If you are considering joining the training program, I can’t recommend it highly enough. In addition to Tommy’s rich and deep teaching, Debi Adams and Bob Lada also teach in the program every week. Debi and Bob are exceptional teachers, each with a unique style, and each bringing grace, humor, and different ways of finding the right word or touch to illuminate a difficult point. Other Boston area teachers come into the training on an approximately monthly basis, and guest teachers visit from around the country and around the world. In the training program, the principles and skills of the Alexander Technique are taught with an undergirding of Tommy’s deep humanism and compassion. Ideas such as looking for the beauty in each person, always striving to connect with
the person, rather than working with a particular body part or a problem, and looking beyond any restrictions to see and work with the potential, are all wonderful ways to approach the Alexander work – and to bring home.
Rachel teaches Pilates in Cambridge, Brookline, and Boston.
Tommy says, “people come into the training for one reason, and stay for another.” This certainly applies to me. I have acquired greater freedom as a singer, and more subtle tools as a voice teacher, and greater ease in what Ido; what one would expect in extensive work in the Alexander Technique.
The “other reason” has to do with shedding patterns of interference with me being who I am.
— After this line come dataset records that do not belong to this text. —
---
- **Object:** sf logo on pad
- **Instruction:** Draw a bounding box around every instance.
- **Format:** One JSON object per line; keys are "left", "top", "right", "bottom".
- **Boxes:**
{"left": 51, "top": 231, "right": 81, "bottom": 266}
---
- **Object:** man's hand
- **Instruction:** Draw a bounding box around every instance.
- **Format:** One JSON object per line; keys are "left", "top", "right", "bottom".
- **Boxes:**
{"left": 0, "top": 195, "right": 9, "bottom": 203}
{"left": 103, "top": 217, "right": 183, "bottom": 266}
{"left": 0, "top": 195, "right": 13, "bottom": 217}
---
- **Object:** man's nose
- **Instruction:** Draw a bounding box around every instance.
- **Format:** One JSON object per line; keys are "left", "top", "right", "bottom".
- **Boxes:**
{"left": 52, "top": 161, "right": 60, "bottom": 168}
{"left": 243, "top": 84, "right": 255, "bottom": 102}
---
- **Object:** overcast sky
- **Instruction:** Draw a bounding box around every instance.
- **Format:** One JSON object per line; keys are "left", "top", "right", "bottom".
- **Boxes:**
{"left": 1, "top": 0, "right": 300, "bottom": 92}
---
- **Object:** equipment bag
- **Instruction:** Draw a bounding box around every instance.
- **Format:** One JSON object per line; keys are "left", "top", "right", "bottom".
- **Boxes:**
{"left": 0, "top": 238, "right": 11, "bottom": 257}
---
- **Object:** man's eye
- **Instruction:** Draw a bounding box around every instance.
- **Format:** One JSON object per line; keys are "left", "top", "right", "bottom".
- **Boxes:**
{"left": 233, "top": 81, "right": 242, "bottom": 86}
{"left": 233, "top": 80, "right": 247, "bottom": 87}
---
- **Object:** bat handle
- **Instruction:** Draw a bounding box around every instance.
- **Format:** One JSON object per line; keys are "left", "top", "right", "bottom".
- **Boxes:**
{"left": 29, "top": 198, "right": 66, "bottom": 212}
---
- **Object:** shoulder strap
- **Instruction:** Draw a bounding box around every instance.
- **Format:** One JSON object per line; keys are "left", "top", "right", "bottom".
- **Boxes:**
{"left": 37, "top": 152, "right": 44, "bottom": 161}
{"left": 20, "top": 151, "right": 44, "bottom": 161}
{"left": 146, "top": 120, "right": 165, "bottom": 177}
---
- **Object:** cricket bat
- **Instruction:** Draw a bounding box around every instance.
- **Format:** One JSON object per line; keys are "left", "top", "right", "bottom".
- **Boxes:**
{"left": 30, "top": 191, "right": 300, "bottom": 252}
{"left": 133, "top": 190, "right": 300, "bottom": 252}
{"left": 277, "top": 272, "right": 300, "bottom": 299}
Is it possible to change, and connect with one’s more authentic self when in their 50’s? Yes. Tommy’s training offers the gifts of patience, deep listening (on all levels; with hands, ears, heart) and acceptance. This is what I will strive to be able to do in my own teaching; to meet people where they are and to offer an open-ended invitation to make choices from a place of support and possibility. We can discover ourselves in these moments of transition, bringing us to know more deeply ourselves, and the people in our lives.
Sara Goldstein Gall
Voice Faculty at The Boston Conservatory
At the outset of my third year of training at the Alexander Technique Center in Cambridge, what I know is both immense and puny. The mystery of the Technique persists yet I have gained some indication that it works despite clumsy application and short experience. Three years, however, is not nearly long enough time to be an able teacher. I am in awe of (and grateful for) the patience and fierce faith of my teachers. My fellow trainees, modest to a fault, possess skills and experience I will never match; without their inspiration I would have despaired long ago, proving what Tommy Thompson has often said, that we are designed to help each other.
Tommy, who has taught the Alexander Technique for over 30 years, brings to his students an inkling of what F.M. Alexander, the founder of the Technique must have had in mind when he titled his first book, Man’s Supreme Inheritance,  though to date, alas, it is an legacy we have largely failed to win as a consequence of humanity’s unthinking dependence on habit.
Today I am closer to the better person of my heart than I was yesterday or a year ago and I know that there is so much more available to me than I ever thought. One day I hope to know enough to enable someone to walk across the floor like flowing water.